CLI apps with Python

#python #beginners #ebook #exercises

This chapter will show a few examples of processing CLI arguments using sys and argparse modules. The fileinput module is also introduced in this chapter, which is handy for in-place file editing.

sys.argv

Command line arguments passed when executing a Python program can be accessed as a list of strings via sys.argv. The first element (index 0) contains the name of the Python script or -c or empty string, depending upon how the Python interpreter was called. Rest of the elements will have the command line arguments, if any were passed along the script to be executed. See docs.python: sys.argv for more details.

Here's a program that accepts two numbers passed as CLI arguments and displays the sum only if the input was passed correctly.

# sum_two_nums.py
import ast
import sys

try:
    num1, num2 = sys.argv[1:]
    total = ast.literal_eval(num1) + ast.literal_eval(num2)
except ValueError:
    sys.exit('Error: Please provide exactly two numbers as arguments')
else:
    print(f'{num1} + {num2} = {total}')

The ast.literal_eval() method is handy for converting a string value to built-in literals, especially for collection data types. If you wanted to use int() and float() for the above program, you'd have to add logic for separating the input into integers and floating-point first. Passing a string to sys.exit() gets printed to the stderr stream and sets the exit status as 1 in addition to terminating the script.

Here's a sample run:

$ python3.9 sum_two_nums.py 2 3.14
2 + 3.14 = 5.140000000000001
$ echo $?
0

$ python3.9 sum_two_nums.py 2 3.14 7
Error: Please provide exactly two numbers as arguments
$ echo $?
1
$ python3.9 sum_two_nums.py 2 abc
Error: Please provide exactly two numbers as arguments

As an exercise, modify the above program to handle TypeError exceptions. Instead of the output shown below, inform the user about the error using sys.exit() method.

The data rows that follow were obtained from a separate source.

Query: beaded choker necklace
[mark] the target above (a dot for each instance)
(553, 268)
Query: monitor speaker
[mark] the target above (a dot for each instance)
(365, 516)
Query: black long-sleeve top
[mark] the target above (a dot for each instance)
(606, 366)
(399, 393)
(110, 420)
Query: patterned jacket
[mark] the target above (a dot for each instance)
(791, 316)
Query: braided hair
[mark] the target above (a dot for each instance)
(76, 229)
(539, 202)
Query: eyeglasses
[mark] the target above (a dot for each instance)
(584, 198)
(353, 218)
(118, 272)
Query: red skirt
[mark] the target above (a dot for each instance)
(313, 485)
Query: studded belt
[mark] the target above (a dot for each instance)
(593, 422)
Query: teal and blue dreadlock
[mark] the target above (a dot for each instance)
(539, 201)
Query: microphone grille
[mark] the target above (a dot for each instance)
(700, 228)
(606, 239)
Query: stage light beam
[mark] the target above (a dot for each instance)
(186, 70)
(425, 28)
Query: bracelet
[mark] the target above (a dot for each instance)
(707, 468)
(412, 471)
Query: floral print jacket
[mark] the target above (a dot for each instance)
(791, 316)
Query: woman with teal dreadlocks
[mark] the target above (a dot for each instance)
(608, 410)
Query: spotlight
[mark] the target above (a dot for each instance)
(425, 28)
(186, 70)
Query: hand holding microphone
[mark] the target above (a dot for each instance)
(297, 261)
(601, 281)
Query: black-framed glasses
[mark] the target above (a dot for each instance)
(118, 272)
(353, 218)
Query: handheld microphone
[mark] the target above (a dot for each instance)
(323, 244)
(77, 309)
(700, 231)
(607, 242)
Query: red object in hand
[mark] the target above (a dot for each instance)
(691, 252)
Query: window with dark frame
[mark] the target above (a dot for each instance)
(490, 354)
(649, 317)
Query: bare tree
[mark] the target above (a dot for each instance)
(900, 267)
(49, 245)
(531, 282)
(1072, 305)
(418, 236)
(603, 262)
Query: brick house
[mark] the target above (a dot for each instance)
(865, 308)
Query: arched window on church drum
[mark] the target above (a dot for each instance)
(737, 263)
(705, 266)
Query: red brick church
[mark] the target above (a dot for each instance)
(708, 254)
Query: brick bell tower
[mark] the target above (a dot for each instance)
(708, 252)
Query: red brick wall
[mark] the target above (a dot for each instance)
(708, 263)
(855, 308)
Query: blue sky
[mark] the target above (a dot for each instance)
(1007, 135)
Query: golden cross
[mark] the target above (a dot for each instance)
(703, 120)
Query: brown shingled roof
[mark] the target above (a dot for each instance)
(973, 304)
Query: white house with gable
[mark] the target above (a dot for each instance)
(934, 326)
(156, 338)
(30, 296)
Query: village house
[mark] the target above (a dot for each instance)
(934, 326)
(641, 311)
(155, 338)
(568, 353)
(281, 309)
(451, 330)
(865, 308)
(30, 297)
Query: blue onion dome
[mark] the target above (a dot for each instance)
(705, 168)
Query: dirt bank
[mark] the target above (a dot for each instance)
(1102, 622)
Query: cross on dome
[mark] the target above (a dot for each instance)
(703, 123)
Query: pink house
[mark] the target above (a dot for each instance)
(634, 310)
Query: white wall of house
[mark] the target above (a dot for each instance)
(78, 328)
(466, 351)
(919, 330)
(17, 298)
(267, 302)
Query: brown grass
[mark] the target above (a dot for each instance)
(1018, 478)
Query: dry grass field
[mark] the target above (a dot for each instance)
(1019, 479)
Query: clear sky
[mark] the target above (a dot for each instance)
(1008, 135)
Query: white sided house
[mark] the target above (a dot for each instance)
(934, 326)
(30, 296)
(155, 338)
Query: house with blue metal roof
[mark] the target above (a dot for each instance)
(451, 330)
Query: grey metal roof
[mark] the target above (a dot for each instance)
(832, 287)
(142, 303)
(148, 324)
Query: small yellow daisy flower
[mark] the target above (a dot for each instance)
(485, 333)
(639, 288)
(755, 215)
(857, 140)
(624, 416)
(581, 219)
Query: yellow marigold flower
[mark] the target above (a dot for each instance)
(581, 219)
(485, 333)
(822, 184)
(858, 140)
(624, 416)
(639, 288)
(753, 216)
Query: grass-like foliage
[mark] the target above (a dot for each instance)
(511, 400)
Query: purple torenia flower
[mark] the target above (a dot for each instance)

$ python3.9 sum_two_nums.py 2 [1]
Traceback (most recent call last):
  File "/home/learnbyexample/Python/programs/sum_two_nums.py", line 6, in <module>
    total = ast.literal_eval(num1) + ast.literal_eval(num2)
TypeError: unsupported operand type(s) for +: 'int' and 'list'

As another exercise, accept one or more numbers as input arguments. Calculate and display the following details about the input — sum, product and average.

In-place editing with fileinput

To edit a file in-place, the fileinput module comes in handy. Here's a program that loops over filenames passed as CLI arguments (i.e. sys.argv[1:]), does some processing and writes back the changes to the original input files. You can also provide one or more filenames to the files keyword argument, if you do not wish to pass them as CLI arguments.

# inplace_edit.py
import fileinput

with fileinput.input(inplace=True) as f:
    for ip_line in f:
        op_line = ip_line.rstrip('\n').capitalize() + '.'
        print(op_line)

Note that unlike open(), the FileInput object doesn't support write() method. However, using print() is enough. Here's a sample run:

$ python3.9 inplace_edit.py [io]p.txt

$ # check if files have changed
$ cat ip.txt
Hi there.
Today is sunny.
Have a nice day.
$ cat op.txt
This is a sample line of text.
Yet another line.

$ # if stdin is passed as input, inplace gets disabled
$ echo 'GooD moRNiNg' | python3.9 inplace_edit.py
Good morning.

As inplace=True permanently modifies your input files, it is always a good idea to check your logic on sample files first. That way your data wouldn't be lost because of an error in your program. You can also ask fileinput to create backups if you need to recover original files later — for example, backup='.bkp' will create backups by adding .bkp as the suffix to the original filenames.

argparse

sys.argv is good enough for simple use cases. If you wish to create a CLI application with various kinds of flags and arguments (some of which may be optional/mandatory) and so on, use a module such as the built-in argparse or a third-party solution like click.

Quoting from docs.python: argparse:

The argparse module makes it easy to write user-friendly command-line interfaces. The program defines what arguments it requires, and argparse will figure out how to parse those out of sys.argv. The argparse module also automatically generates help and usage messages and issues errors when users give the program invalid arguments.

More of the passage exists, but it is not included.